Human Geography Honors / AP Human Geography 

Human Geography Honors / AP Human Geography introduces students to the systematic study of patterns and processes that have shaped human understanding, use, and alteration of Earth’s surface. By employing spatial concepts and landscape analysis to examine human socioeconomic organization and its environmental consequences, students will learn about the methods and tools geographers use in their research and applications. Grades are based upon at-home and in-class work, projects and tests. Students matriculated as AP will be expected to take the AP exam in May.

Examples of Minor Courses

Epidemiology
Do you want to learn how disease detectives work? Epidemiology, the study of the distribution of disease, attempts to identify patterns among a population which serve as a basis for understanding what is causing an illness, and give clues for possible solutions. This course aims to help students to apply statistical tests to numerical data within an epidemiology context, using real data sets. Since most of the common tests are either available in spreadsheet programs or on the web, students may proceed at their own pace, either in the classroom or via distance-learning.

Food Science
Food science explores the production and marketing of foods.
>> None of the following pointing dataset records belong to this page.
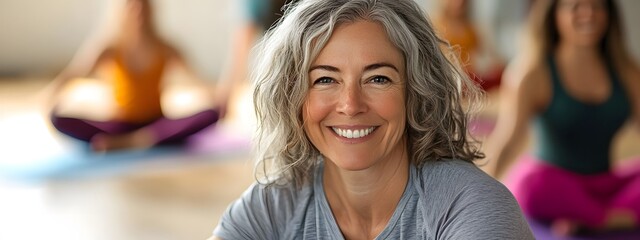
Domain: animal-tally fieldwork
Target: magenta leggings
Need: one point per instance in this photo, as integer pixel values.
(546, 192)
(165, 130)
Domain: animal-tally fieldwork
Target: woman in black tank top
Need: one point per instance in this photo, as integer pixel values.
(576, 84)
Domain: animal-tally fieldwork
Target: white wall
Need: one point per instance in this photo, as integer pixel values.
(40, 36)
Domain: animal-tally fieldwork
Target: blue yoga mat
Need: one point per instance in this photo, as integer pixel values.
(77, 159)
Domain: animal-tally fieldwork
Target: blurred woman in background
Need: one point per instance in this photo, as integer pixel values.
(133, 59)
(577, 83)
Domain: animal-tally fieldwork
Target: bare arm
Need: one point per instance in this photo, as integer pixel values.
(522, 95)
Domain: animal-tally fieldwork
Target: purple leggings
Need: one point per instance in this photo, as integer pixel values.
(165, 130)
(547, 192)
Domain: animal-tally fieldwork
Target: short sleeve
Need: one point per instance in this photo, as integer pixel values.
(483, 208)
(247, 217)
(463, 202)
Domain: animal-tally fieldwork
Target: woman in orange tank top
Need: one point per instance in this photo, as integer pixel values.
(133, 60)
(453, 23)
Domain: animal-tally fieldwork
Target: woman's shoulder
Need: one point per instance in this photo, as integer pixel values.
(263, 210)
(465, 203)
(456, 175)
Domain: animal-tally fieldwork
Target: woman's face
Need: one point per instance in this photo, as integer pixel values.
(354, 113)
(582, 22)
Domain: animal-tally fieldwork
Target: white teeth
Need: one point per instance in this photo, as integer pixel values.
(349, 133)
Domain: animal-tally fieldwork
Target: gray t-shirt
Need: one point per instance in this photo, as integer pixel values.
(449, 199)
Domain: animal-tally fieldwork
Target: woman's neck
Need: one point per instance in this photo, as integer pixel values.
(364, 201)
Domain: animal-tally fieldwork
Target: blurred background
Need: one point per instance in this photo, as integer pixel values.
(164, 194)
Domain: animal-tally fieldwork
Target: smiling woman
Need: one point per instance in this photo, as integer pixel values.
(362, 133)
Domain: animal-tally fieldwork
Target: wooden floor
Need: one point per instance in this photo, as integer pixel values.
(178, 201)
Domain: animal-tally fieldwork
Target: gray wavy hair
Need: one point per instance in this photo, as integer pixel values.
(436, 120)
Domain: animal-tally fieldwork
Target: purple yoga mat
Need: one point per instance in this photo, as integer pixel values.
(542, 231)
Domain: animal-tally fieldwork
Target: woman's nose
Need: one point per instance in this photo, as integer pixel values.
(351, 100)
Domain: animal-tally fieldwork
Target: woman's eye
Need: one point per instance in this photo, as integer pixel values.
(380, 80)
(324, 80)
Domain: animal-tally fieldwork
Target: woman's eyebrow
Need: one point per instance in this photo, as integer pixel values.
(380, 65)
(325, 67)
(370, 67)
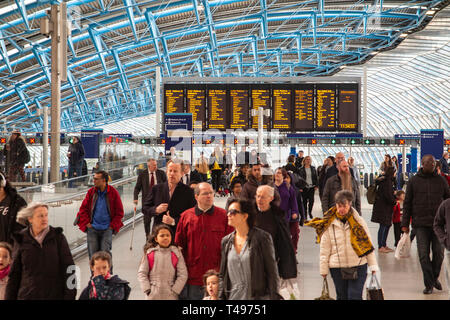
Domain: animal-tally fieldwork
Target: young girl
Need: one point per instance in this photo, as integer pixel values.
(211, 284)
(397, 216)
(102, 285)
(162, 273)
(5, 264)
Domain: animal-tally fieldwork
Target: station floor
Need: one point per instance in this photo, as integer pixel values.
(400, 279)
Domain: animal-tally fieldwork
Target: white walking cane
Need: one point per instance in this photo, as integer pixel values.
(132, 232)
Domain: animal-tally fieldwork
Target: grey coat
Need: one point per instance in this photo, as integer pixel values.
(164, 282)
(332, 186)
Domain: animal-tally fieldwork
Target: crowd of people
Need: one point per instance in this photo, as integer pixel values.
(197, 250)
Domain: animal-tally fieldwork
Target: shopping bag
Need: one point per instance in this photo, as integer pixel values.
(403, 247)
(325, 292)
(374, 290)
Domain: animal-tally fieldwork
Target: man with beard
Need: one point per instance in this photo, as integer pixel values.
(256, 179)
(424, 194)
(344, 180)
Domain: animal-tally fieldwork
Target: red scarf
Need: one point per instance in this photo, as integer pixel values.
(4, 273)
(93, 292)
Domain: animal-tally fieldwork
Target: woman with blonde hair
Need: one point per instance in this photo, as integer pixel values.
(41, 261)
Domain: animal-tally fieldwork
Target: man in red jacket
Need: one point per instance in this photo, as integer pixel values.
(100, 214)
(199, 234)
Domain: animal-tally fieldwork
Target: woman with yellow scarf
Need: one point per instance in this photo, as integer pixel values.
(346, 250)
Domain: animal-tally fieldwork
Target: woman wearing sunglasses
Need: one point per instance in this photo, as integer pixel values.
(248, 270)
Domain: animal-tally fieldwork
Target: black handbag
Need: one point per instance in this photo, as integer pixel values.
(374, 292)
(349, 273)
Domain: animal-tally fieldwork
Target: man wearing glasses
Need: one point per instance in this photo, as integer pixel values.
(100, 214)
(199, 234)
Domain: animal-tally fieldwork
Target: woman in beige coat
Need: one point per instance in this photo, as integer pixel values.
(162, 273)
(345, 243)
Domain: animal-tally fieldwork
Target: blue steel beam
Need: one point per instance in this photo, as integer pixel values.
(129, 8)
(23, 12)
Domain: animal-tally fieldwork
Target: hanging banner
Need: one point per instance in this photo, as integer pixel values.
(431, 142)
(178, 128)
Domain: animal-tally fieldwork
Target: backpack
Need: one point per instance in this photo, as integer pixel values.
(151, 260)
(371, 193)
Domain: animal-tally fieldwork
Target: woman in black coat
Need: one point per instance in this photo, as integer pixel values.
(42, 266)
(256, 276)
(10, 203)
(383, 207)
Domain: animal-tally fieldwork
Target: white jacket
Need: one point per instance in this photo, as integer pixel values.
(348, 257)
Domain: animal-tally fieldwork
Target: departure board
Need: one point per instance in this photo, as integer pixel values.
(174, 99)
(282, 101)
(196, 104)
(260, 98)
(239, 108)
(348, 107)
(217, 109)
(325, 107)
(304, 108)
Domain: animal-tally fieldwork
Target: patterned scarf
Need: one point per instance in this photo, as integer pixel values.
(93, 291)
(4, 273)
(358, 236)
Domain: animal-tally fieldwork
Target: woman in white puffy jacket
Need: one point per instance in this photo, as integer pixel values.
(346, 250)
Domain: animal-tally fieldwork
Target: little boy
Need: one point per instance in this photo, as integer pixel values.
(102, 285)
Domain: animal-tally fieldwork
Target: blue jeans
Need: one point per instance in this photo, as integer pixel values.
(426, 240)
(383, 232)
(192, 292)
(99, 240)
(349, 289)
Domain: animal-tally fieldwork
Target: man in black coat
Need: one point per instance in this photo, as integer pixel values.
(270, 218)
(424, 194)
(168, 200)
(145, 182)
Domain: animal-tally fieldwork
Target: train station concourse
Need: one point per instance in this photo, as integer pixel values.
(278, 144)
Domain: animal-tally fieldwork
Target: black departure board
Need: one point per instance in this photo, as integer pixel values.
(294, 107)
(174, 99)
(348, 107)
(325, 107)
(196, 104)
(260, 98)
(282, 106)
(303, 107)
(217, 109)
(239, 108)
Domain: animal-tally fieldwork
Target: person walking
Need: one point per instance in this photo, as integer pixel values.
(342, 181)
(145, 182)
(424, 194)
(383, 207)
(10, 204)
(168, 200)
(41, 260)
(248, 269)
(345, 243)
(76, 157)
(17, 155)
(100, 215)
(309, 174)
(199, 234)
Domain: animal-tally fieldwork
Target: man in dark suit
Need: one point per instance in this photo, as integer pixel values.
(145, 182)
(168, 200)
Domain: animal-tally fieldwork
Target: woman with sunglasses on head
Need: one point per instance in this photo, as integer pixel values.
(248, 270)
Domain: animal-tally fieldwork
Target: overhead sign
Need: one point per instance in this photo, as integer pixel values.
(431, 142)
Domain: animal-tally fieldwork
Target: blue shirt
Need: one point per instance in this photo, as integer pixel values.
(101, 218)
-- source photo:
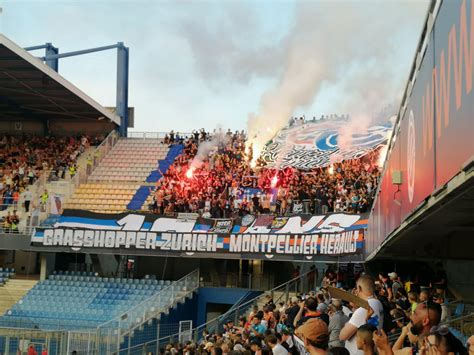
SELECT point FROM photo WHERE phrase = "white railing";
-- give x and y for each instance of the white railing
(125, 324)
(154, 135)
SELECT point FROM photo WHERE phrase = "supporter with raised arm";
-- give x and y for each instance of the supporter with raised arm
(315, 336)
(365, 289)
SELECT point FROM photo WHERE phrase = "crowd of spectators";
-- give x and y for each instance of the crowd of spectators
(215, 176)
(23, 159)
(314, 323)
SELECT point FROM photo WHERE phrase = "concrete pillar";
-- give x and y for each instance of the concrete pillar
(43, 267)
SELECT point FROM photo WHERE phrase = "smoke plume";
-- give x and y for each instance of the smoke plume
(341, 57)
(219, 138)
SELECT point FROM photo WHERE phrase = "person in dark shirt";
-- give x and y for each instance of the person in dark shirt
(308, 310)
(292, 311)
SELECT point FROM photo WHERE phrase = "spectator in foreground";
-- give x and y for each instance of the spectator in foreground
(277, 348)
(364, 339)
(365, 290)
(337, 320)
(445, 311)
(315, 336)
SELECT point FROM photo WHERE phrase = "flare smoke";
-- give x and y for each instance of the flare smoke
(342, 58)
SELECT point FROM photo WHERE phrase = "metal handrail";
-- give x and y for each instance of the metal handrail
(218, 319)
(126, 314)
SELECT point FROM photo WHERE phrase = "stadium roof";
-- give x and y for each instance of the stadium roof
(30, 90)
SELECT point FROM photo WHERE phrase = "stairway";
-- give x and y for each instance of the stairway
(13, 291)
(143, 192)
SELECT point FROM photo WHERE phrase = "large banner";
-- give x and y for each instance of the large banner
(266, 236)
(315, 144)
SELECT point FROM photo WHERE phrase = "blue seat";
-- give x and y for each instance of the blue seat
(458, 312)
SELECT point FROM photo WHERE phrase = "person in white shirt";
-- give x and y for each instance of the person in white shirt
(277, 348)
(365, 290)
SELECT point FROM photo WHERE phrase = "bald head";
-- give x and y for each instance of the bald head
(366, 284)
(337, 304)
Products will be discussed and then consumed.

Forensics
Students will learn about the various procedures and methods a forensic scientist will use in the investigation of a crime. The course will also provide students with information about the various career options for those interested in forensics.
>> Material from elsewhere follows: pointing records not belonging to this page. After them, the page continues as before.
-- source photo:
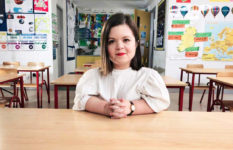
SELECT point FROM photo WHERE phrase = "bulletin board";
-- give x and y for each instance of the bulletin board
(201, 30)
(24, 25)
(160, 25)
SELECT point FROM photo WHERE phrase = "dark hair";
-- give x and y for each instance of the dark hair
(115, 20)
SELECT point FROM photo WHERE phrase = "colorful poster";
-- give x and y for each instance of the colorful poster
(42, 24)
(40, 42)
(3, 26)
(19, 6)
(3, 41)
(220, 45)
(183, 1)
(41, 6)
(20, 24)
(13, 42)
(27, 42)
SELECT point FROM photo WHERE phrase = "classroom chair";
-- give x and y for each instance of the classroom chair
(6, 63)
(198, 86)
(8, 101)
(225, 104)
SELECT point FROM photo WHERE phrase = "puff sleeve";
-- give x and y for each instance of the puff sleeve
(86, 87)
(153, 90)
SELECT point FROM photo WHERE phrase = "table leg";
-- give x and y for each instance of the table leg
(209, 96)
(22, 92)
(68, 97)
(48, 85)
(181, 96)
(181, 75)
(37, 89)
(55, 96)
(191, 92)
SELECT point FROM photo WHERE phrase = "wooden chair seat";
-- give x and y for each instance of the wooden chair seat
(228, 105)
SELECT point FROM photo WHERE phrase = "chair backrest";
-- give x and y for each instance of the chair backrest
(14, 63)
(195, 66)
(225, 74)
(32, 64)
(6, 71)
(228, 66)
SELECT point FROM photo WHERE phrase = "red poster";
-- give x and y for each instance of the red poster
(183, 1)
(41, 6)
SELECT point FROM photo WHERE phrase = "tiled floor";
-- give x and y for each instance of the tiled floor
(32, 103)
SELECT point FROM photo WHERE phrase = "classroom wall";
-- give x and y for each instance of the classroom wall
(36, 56)
(175, 59)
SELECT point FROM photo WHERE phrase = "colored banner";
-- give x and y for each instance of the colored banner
(183, 1)
(178, 26)
(221, 0)
(41, 6)
(174, 37)
(200, 39)
(206, 34)
(192, 49)
(180, 21)
(191, 54)
(19, 6)
(175, 33)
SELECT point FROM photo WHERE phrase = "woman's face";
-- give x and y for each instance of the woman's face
(121, 46)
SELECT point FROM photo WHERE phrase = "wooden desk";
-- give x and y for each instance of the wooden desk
(173, 83)
(67, 81)
(194, 71)
(59, 129)
(14, 78)
(35, 69)
(225, 81)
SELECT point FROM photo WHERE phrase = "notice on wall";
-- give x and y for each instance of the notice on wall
(201, 30)
(3, 41)
(20, 24)
(19, 6)
(42, 24)
(41, 6)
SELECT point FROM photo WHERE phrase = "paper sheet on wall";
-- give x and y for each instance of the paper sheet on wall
(42, 24)
(19, 6)
(20, 24)
(41, 6)
(3, 41)
(200, 31)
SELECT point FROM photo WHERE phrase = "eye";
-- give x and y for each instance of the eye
(110, 42)
(126, 40)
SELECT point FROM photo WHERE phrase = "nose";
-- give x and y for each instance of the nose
(119, 45)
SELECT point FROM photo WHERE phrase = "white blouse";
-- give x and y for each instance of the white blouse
(128, 84)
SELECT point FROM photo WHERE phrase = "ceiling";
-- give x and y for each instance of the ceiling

Health Professions Seminar
Perfect for those considering a career in the health sciences, this course will explore the many different aspects of health and medical practices. Students will learn through dissection, hands-on measuring techniques, movies, and guest lecturers. Professionals in medicine, nursing, physical therapy, and psychology will share their life and career experiences in this course. Students will contribute to the creation of a website that chronicles the presentations of the guest speakers.

Neuroscience
Neuroscience is the study of the processes of the human nervous system. Popular books about neuroscience are discussed and applied to everyday life.

Science Olympiad
This course will help students prepare for the various Upper School Science Olympiad Competitions.

Woodland Management
Students will survey existing conditions in the roughly four-acre wooded area owned by MFS just south of our athletic fields. They will document soils, drainage, tree species and age composition, other vegetation, and evidence of wildlife. They will also study applicable regulations that limit activities on the parcel. They will also document current uses.